Au Canada, le gouvernement fédéral exigera bientôt des entreprises qu’elles fournissent des preuves de leurs déclarations environnementales, une consultation publique sur cette règle ayant été lancée plus tôt cette année. Cette mesure s’inscrit dans le cadre d’une vaste campagne mondiale de répression contre les pratiques financières durables trompeuses.
Un sondage en ligne réalisé en novembre 2023 par l’organisation caritative Ecojustice, spécialisée dans le droit de l’environnement, et par l’organisation de défense de l’environnement Environmental Defence Canada a révélé que trois Canadiens interrogés sur quatre étaient préoccupés par l’écoblanchiment pratiqué par les entreprises et le secteur financier.
« La majorité des Canadiens souhaitent de nouvelles règles pour mettre fin à l’écoblanchiment, car ils sont frustrés de voir que les déclarations ne sont pas suivies d’effets, rapporte Julie Segal, responsable principale du programme de financement de la lutte contre le changement climatique chez Environmental Defence Canada. Un certain nombre d’institutions financières souhaitent également des règles claires en matière de financement durable, afin de pouvoir s’engager plus clairement dans cette direction. »
L’écoblanchiment a été l’un des premiers termes inventés dans le discours sur la finance durable, mais des termes tels que greenhushing et greenwishing ont depuis été adoptés.
Voici ce que signifient ces termes et comment certains proposent de mettre fin à ces pratiques.
L’écoblanchiment
Selon Yrjo Koskinen, professeur de finance durable et de transition à la Haskayne School of Business de l’université de Calgary, l’écoblanchiment consiste à faire des déclarations exagérées ou trompeuses sur le caractère écologique d’une entreprise, d’une organisation ou d’un produit.
« Il ne s’agit pas nécessairement de mentir, mais de faire des déclarations exagérées au sujet de vos politiques environnementales ou sociales, explique-t-il. Les entreprises ont tendance à se présenter sous leur meilleur jour. Tout le monde le fait, n’est-ce pas ? C’est donc une pratique courante. »
Selon Yrjo Koskinen, l’écoblanchiment était un problème de niche jusqu’en 2022, moment à partir duquel des cas ont commencé à faire régulièrement la une des journaux en Europe, aux États-Unis et au Canada.
On se rappelle notamment du cas très médiatisé de Keurig Canada, qui a conclu un accord de 3 millions de dollars (M$) après que le Bureau de la concurrence a jugé que les allégations de recyclage des dosettes de café de l’entreprise étaient fausses ou trompeuses dans certains cas.
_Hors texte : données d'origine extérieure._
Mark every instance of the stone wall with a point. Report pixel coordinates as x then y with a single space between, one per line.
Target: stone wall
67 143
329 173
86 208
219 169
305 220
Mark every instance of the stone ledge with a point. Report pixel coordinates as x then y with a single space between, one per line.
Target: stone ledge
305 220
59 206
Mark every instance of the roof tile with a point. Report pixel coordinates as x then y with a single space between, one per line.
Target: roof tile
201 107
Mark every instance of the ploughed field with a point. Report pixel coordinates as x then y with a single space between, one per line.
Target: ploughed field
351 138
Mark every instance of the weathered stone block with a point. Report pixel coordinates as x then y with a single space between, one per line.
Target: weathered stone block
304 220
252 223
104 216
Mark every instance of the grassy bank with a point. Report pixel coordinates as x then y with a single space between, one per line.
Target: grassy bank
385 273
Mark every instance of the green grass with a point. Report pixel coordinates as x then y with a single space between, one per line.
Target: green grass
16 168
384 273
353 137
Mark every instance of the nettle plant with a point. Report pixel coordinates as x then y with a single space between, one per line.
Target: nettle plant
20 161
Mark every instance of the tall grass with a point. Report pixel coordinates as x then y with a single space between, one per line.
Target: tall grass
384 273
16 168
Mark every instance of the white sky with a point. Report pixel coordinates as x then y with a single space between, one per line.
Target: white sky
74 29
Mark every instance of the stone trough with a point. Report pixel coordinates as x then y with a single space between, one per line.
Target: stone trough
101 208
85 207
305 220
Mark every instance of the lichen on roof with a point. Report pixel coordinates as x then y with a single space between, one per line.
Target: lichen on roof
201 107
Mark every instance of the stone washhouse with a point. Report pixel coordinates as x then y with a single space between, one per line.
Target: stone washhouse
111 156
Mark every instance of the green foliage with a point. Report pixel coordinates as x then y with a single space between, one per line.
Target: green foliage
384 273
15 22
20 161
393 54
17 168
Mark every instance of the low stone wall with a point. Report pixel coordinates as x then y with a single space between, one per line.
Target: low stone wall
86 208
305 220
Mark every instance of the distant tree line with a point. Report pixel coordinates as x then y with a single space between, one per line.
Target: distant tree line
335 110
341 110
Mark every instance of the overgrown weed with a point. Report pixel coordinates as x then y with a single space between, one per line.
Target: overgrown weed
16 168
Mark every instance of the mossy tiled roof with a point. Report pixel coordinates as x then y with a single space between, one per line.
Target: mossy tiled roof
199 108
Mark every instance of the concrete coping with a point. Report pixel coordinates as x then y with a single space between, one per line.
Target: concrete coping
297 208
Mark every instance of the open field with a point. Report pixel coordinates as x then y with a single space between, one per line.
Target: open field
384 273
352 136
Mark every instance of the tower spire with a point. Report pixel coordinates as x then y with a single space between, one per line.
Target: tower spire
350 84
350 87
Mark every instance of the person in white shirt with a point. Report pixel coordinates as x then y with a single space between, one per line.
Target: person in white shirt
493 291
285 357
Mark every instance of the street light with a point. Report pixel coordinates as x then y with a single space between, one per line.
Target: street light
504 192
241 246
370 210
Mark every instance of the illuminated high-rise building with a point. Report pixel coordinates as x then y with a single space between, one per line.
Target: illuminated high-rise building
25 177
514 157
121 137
Aux États-Unis, DWS Investment Management Americas, une filiale de Deutsche Bank AG, a accepté de payer 25 M$ pour répondre à des accusations d’écoblanchiment et de contrôles déficients de lutte contre le blanchiment d’argent dans ses fonds communs de placement. La Securities and Exchange Commission (SEC) des États-Unis a allégué que la société avait fait des « déclarations matériellement trompeuses » sur les processus d’investissement ESG (environnement, social et gouvernance) utilisés pour certains fonds communs de placement à gestion active et comptes à gestion séparée.
Au début de l’année, la Commission européenne et les autorités nationales chargées de la protection des consommateurs ont engagé des actions contre 20 compagnies aériennes pour des pratiques d’écoblanchiment présumées trompeuses, entre autres exemples.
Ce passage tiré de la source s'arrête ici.